The “Plus Size” Male Model

Photo courtesy of Pexels

Photo courtesy of Pexels

It’s no secret that diversity has been a pressing issue lately. With the Oscars nominating strictly white performers for the second year in a row making headlines, the pursuit of equal representation in media is beginning to become more and more of a priority. The fashion realm, especially, has faced criticism for being notoriously exclusive when it comes to representation. Inch by inch, the industry has made improvements in diversification: More diverse models are landing campaigns, and designers are embracing gender fluidity by hiring models who identify as transgender or androgynous. A more diverse fashion industry means representing people of all shapes and sizes, which is where the term “plus size” comes into play. Supermodels like Ashley Graham and Tess Holliday are changing the discussion by redefining what the media portrays as beautiful. Graham, who was the first ever plus-size model to land the cover of the Sports Illustrated Swimsuit Issue, strongly advocates for diversity in media and argues that the current profile of models who work in fashion don’t accurately reflect the average woman. She, along with other women of the same mindset, are pushing for inclusion so that fashion can serve as more of a global unifier.

Change is slow, but it’s happening. However, there is an elephant in the room that has yet to be addressed seriously: Why isn’t the same change happening in men’s fashion?

It’s true that the female fashion industry is more expansive; almost all the shows at New York Fashion Week are dedicated to women’s collections, and we almost always associate the term “supermodel” to a female name.
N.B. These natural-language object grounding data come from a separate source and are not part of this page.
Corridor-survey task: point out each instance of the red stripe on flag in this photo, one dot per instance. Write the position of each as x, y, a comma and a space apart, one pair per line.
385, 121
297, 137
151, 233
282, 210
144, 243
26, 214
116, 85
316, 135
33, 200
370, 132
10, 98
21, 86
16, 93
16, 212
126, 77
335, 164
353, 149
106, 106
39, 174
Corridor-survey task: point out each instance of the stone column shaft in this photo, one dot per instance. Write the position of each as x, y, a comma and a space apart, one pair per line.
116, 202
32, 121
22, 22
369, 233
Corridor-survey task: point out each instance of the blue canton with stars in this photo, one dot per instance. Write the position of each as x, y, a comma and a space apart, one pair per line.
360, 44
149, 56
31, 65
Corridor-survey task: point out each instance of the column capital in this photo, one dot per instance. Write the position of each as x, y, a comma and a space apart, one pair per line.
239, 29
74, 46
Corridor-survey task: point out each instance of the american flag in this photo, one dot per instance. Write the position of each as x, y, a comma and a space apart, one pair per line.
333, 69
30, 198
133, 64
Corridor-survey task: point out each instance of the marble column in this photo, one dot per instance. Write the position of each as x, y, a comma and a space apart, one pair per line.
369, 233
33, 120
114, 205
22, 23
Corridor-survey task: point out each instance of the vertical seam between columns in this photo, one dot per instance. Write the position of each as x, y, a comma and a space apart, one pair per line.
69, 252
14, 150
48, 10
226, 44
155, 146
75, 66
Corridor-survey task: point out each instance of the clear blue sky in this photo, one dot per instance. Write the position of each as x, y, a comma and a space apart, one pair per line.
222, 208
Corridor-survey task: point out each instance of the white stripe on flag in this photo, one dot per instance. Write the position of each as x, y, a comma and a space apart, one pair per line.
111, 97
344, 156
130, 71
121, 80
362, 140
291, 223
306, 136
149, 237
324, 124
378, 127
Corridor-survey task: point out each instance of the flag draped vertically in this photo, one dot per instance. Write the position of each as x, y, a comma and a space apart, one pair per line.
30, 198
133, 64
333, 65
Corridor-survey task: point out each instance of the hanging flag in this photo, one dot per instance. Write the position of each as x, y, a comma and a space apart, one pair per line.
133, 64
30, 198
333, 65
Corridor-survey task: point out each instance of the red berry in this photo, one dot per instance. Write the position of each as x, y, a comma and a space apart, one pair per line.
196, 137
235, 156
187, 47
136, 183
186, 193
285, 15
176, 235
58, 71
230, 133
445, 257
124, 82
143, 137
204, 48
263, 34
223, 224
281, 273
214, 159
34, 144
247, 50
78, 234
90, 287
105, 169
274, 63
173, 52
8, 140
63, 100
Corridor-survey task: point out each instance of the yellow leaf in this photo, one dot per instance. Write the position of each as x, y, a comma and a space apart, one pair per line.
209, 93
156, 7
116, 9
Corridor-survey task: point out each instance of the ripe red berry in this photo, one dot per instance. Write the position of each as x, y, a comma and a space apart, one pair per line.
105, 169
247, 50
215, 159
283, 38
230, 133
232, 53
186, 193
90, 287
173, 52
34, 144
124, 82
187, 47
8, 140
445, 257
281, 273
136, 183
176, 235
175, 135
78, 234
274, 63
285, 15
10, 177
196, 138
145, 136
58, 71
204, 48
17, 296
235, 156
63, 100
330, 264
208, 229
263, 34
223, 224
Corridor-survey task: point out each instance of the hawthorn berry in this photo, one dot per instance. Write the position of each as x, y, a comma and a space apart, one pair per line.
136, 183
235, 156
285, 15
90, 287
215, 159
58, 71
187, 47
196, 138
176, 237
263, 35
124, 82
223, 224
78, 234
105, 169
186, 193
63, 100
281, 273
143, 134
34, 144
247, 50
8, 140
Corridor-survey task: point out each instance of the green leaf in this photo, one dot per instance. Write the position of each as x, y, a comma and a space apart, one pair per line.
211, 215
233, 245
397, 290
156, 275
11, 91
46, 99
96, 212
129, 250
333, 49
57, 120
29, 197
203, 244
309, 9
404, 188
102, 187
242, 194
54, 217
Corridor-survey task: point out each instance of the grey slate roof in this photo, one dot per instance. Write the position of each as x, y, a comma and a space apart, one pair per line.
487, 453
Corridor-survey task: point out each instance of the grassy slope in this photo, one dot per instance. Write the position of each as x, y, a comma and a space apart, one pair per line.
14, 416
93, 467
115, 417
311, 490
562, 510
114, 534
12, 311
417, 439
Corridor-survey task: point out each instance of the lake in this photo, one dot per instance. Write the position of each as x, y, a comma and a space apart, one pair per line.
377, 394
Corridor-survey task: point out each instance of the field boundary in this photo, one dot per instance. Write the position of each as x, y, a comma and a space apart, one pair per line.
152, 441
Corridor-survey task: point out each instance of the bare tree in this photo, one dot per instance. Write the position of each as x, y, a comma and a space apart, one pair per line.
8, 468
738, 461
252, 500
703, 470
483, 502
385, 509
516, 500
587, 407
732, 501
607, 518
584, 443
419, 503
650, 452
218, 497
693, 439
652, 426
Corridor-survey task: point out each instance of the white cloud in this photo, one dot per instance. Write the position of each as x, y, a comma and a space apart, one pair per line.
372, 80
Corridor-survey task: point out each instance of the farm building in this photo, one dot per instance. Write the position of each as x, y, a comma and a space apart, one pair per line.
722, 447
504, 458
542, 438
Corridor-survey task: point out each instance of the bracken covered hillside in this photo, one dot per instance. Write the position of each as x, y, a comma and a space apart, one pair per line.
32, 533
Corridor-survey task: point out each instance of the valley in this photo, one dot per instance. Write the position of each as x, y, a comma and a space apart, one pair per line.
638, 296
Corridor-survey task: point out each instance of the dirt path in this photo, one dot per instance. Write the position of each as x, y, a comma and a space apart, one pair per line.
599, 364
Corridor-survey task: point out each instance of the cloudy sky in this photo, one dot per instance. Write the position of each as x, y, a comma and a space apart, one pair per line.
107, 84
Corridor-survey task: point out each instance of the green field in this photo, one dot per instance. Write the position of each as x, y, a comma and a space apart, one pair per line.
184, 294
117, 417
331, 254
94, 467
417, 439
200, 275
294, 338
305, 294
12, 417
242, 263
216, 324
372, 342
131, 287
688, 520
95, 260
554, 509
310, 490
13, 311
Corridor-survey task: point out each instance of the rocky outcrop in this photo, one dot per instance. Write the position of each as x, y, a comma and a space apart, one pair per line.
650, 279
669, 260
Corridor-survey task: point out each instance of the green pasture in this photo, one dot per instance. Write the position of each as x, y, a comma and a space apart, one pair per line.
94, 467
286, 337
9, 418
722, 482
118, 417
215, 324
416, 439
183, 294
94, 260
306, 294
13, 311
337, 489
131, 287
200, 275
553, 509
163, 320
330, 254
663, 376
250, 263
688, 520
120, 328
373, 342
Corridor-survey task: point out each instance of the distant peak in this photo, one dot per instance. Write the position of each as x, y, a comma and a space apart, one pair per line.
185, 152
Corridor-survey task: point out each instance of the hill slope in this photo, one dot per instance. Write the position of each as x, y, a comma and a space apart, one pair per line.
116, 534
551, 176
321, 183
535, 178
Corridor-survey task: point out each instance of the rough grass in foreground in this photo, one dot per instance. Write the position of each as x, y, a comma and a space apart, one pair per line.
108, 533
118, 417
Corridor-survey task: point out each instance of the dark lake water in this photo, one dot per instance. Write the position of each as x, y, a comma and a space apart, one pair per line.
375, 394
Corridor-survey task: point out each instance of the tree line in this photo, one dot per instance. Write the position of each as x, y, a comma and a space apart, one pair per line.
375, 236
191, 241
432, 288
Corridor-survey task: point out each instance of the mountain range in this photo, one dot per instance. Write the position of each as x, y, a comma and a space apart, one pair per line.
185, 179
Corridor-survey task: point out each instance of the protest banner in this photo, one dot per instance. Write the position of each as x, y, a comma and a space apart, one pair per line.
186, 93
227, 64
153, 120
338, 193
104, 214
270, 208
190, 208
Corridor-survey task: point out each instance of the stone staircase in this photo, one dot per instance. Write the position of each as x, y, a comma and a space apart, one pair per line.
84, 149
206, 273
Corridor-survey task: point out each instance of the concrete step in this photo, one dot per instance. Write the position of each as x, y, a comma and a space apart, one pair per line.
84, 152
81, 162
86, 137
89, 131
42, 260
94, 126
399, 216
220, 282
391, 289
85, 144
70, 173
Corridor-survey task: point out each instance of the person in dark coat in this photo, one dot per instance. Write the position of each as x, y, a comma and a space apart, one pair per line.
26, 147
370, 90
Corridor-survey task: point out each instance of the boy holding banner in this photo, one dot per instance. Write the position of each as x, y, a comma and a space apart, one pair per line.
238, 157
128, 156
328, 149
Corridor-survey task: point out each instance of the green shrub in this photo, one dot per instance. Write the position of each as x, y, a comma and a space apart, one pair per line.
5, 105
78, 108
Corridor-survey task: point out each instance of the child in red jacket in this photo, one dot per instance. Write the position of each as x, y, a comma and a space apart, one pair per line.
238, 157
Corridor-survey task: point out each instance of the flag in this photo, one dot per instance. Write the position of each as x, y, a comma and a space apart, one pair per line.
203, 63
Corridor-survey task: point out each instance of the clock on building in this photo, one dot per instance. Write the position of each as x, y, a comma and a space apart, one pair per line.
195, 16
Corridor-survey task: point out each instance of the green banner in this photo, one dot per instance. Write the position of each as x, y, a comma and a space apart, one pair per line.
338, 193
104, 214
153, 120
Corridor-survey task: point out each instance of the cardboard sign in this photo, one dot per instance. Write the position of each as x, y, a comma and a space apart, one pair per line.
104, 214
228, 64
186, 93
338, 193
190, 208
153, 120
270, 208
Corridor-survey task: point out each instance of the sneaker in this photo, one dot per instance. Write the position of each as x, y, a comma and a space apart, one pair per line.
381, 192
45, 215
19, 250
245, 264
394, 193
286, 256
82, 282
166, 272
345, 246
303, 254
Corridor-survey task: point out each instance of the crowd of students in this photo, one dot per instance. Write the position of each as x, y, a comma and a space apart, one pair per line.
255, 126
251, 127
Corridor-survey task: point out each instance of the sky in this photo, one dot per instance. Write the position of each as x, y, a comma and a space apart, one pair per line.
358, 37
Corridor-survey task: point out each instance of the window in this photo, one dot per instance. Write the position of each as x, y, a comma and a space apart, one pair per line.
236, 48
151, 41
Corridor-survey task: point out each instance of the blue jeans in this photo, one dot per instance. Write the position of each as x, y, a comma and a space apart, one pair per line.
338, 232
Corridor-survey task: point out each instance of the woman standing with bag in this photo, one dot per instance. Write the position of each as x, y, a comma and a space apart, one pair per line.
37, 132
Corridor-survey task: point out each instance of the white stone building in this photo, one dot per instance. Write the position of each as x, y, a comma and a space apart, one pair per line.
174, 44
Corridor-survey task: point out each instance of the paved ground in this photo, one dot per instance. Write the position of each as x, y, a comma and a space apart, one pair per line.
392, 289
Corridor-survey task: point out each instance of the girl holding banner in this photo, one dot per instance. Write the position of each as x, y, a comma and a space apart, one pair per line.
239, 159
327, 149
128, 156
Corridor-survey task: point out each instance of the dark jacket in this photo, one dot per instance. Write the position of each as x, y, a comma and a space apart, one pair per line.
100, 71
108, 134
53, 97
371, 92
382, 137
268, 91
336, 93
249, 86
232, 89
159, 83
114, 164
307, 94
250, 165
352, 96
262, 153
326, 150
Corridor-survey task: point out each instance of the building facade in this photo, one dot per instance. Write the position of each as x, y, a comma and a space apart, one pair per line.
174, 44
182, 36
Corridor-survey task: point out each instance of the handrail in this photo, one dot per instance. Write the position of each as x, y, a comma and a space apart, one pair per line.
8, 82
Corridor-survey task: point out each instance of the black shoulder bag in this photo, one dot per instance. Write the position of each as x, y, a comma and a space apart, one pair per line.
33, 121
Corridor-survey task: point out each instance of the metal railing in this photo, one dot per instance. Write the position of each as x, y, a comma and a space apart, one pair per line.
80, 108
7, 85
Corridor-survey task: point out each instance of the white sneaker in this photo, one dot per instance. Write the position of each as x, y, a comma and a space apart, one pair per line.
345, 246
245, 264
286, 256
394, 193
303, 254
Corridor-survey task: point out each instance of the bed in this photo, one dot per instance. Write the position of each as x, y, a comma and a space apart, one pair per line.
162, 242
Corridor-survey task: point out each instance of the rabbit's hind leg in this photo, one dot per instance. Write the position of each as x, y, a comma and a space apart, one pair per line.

The female industry, in an effort to become more inclusive, has offered a wider range of sizes to women for years. This isn’t the case for men for a number of reasons. For one, due to market size, there isn’t enough money behind the industry for it to be able to support more sizes. In addition, men’s high fashion has maintained a much stronger rigidity in requiring a lean body due to a double standard that holds men to the idea of masculinity and athleticism.  Women of size, in contrast, are associated with curviness, a quality that is often pegged as “unattractive” when found in the opposite gender.

Regardless of market size and stereotype, the fact of the matter is that men’s fashion isn’t making the same progress as its female counterpart. According to journalist Mark Simpson, one of the main reasons for a lack of representation in male fashion is that there are no politics behind it.

Men are objectified all the time in the media, but it’s not called ‘objectification.’” Simpson said. “There’s no male equivalent of feminist ideology.”

The Huffington Post also had the opportunity to interview Zach Miko, who made headlines last year after becoming Target’s first plus size male model. Miko argues that men suffer from insecurity just as women do, but the double standard in which they are raised teach them to hide it. Men are conditioned to suppress their feelings and consequently are at risk to develop serious self esteem issues. The effects of muscle dysphoria, an eating disorder that causes men to think that they are too small and work out excessively, are comparable to the effects of anorexia on the body and mind. During a time where diversity is in demand, it just might be in the industry’s best interest to consider change, as the self esteem and mental health of younger generations depend on it.

Why do you think there’s no such thing as a male plus size model? Let’s have a discussion about it in the comments.

2 replies
  1. PlusSizeMaleModel
    PlusSizeMaleModel says:

    big and tall men aka plus size men is lacking support from the media & fashion world

  2. Matt
    Matt says:

    When it comes to the discussion of gender anything, the only valid view point has been from the same cohort that has been demonizing and demonstrated a truly negative disposition towards men and boys. Just maybe, people are waking up to this, but it will likely be a discussion that will have to take place some 50 years from now. Why? Simple, the strangle hold of the ideology on the discussion has proved to be a life long view point. My evidence is the recent comments “There is a special place in hell” for any who question the orthodoxy.